My two youngest GSDs are sables (just over a yr old now) 
I get asked what mix they are. I tell them German Shepherd. They always come back with, 'and what else'.
If I'm feeling a bit salty I tell them "well... the DNA test said they are about 40% hellhound, but I don't like to mention that"


----------



## Hellish (Jul 29, 2017)

Amadan said:


> As Finn quietly & patiently sat, awaiting his turn to greet, the woman-owner looked me straight in the eye, and proclaimed loudly:
> "My dog was nipped by a German Shepherd".
> Me: "I'm sorry to hear that".


I am with you, hard to hold back on the sarcasm or being inappropriate. We had a similar encounter. My boy was like 6 mos old and we were in the big dog area of the dog park. In walks a woman carrying two Chihuahuas. One of them is completely destroyed with massive scars and a missing eye and it is having a meltdown even before she put it down. Woman proceeds to tell us that her dog had been attacked by a GSD. I just took my dog and left. I so wanted to tear into this fool for bringing that poor animal into a big dog area after such an event.


----------



## wolfy dog (Aug 1, 2012)

selzer said:


> I was at the vet today and a large chocolate labrador kept coming over to me and getting right up into me. I thought of this thread, and I thought about saying, "it's always the chocolate labs that try to bite me." But I didn't. You can get away with that shtuff if it's against GSD owners. It is true though. For some reason the brown labs don't like me.
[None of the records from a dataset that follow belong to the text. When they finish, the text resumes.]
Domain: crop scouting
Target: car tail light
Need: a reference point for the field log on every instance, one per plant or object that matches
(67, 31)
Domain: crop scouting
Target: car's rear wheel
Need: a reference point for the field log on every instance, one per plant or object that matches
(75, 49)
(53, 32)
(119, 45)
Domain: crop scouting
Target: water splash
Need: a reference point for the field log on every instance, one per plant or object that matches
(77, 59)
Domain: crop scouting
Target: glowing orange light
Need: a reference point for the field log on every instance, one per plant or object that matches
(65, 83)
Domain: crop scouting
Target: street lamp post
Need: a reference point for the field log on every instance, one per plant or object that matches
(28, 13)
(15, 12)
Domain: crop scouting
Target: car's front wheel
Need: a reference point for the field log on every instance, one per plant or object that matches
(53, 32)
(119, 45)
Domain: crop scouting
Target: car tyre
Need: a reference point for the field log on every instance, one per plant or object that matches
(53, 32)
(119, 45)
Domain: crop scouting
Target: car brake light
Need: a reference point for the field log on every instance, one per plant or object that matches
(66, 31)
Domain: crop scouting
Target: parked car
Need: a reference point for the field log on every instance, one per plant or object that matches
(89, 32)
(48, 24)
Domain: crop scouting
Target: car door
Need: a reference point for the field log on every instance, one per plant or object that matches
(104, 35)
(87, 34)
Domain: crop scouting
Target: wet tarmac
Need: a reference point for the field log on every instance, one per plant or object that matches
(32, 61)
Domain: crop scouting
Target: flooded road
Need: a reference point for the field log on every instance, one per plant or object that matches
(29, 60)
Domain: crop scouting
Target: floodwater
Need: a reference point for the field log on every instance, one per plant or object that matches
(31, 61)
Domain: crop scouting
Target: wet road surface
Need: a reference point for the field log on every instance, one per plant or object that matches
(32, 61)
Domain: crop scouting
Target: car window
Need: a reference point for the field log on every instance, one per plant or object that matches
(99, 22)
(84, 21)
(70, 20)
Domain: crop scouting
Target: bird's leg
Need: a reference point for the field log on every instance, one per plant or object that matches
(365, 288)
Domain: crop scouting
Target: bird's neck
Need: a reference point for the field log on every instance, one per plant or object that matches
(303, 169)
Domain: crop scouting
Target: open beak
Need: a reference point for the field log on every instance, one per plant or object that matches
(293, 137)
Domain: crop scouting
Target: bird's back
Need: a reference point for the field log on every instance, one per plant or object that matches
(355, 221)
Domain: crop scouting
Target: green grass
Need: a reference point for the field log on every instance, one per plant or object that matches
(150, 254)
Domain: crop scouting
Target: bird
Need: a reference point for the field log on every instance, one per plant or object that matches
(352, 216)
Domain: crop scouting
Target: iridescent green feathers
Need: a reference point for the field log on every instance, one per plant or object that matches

Chocolate Labs always seem to be hyper and out of control. Never seen one that was properly trained. And they often use them to create doodles too, even more horrifying.


----------



## dogma13 (Mar 8, 2014)

Any dog can be taught a quiet command. This is my Sheltie "AJ's Little Hatch"(R.I.P.) who never barked excessively, with a neighbor's pup.I would love to have another, but it's increasingly difficult to find a decent breeder.


----------



## wolfy dog (Aug 1, 2012)

dogma13 said:


> Any dog can be taught a quiet command. This is my Sheltie "AJ's Little Hatch"(R.I.P.) who never barked excessively, with a neighbor's pup.I would love to have another, but it's increasingly difficult to find a decent breeder.
> View attachment 593587


I love his beautiful, moderate coat. They don't seem to breed them like that anymore. Barky breeds can be easily taught to be quiet by never rewarding it with attention, treats or by not giving them anything they want at that moment of barking (starting asap after taking them in as pups)


----------



## TayStrike (12 mo ago)

middleofnowhere said:


> To add some understanding - look at the civil rights activities in the southern US in the 1950s- 1960s. It might give you some perspective on why the breed is regarded skeptically by some people.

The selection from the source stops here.